The bidirectional inter-processor buses were implemented using Verilog’s inout port construct. As a result, the value on the bus is only valid when the processor is in a “write to other processor state”. In any other state, the buses are tri-stated and will be displayed as high-impedance signals (ZZZZ).

The processor contains 9 general purpose registers (r0 to r8), out of which 5 are used by the current application. The first four registers (r0 to r3) are used for the above algorithm: r0 and r1 store the processor’s own values, whereas r2 and r3 store values obtained from the adjoining processor. The register r8 is used to keep track of the stage of the above 4-value sorting algorithm.

The above modules were implemented in Verilog and tested using a self-checking test bench, with the input array and expected output (sorted) array generated using Python. The output is as shown below.

# Results

The above implementation is able to successfully sort 16 values and requires a total of 81 clock cycles (80 clock cycles for actually sorting, and one extra clock cycle since the data_state of the bus controller is updated from idle to sorting mode and the sort_state updates only happen when data_state is 1, 2, 3 and 4.

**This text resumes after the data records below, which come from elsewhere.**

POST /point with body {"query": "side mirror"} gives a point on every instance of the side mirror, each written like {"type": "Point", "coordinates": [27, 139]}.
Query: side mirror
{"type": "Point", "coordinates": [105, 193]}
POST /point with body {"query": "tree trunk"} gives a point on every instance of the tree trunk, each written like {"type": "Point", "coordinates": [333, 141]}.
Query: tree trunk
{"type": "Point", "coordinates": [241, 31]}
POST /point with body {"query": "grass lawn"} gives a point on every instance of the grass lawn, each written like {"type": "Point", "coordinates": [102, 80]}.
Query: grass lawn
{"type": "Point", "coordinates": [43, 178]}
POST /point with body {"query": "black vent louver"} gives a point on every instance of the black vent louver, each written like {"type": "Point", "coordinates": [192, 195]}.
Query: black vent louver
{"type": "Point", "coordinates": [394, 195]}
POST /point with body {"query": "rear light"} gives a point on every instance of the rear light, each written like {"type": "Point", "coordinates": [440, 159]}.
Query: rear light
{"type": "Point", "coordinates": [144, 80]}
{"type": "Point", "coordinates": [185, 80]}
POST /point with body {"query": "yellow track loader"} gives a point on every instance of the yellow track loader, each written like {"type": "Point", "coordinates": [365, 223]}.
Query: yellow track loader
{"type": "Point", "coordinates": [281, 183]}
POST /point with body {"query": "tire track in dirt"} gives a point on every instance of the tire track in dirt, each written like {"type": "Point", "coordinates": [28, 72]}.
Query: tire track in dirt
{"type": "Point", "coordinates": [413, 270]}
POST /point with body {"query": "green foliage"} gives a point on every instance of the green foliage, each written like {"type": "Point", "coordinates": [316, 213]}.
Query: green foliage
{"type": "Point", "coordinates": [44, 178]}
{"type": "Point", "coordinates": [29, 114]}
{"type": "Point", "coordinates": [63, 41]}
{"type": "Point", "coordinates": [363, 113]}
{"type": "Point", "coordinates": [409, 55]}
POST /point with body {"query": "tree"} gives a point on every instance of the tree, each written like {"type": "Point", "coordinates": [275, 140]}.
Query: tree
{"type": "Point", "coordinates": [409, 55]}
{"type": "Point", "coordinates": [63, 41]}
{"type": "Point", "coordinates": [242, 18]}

The simulation output shows that the data_state is valid (non-idle: 1, 2, 3, 4) between times 8.9 us and 17.0 us. This gives a total time of 8.1 us, which corresponds to 8.1 us/100 ns = 81 clock cycles. The final values stored internally in the processors is the ordered array, as expected. It can also be seen that the interconnection buses are being used for short periods of time for data transfer (serially – 2 values back to back), following which they are tri-stated for 6 clock cycles (during the 4-value sorting algorithm), and then used again to send data back.

The above outputs have been generated by using a Virtual I/O (VIO) IP in Vivado for providing the inputs to the sorting_engine module, and probing the outputs. The code was ported to the Zybo FPGA board and verified to sort the input array correctly.

The above output obtained from the self-checking test bench also confirms that the implementation can sort any arbitrary array of 16 integers.

The code is freely available on GitHub. The GitHub repository includes the **full Verilog code** with functionality as described above, Python code to **validate the 4-value sorting** algorithm, Python code for **generating random input/output arrays** for testing, and finally, Verilog code for a **self-checking test-bench**.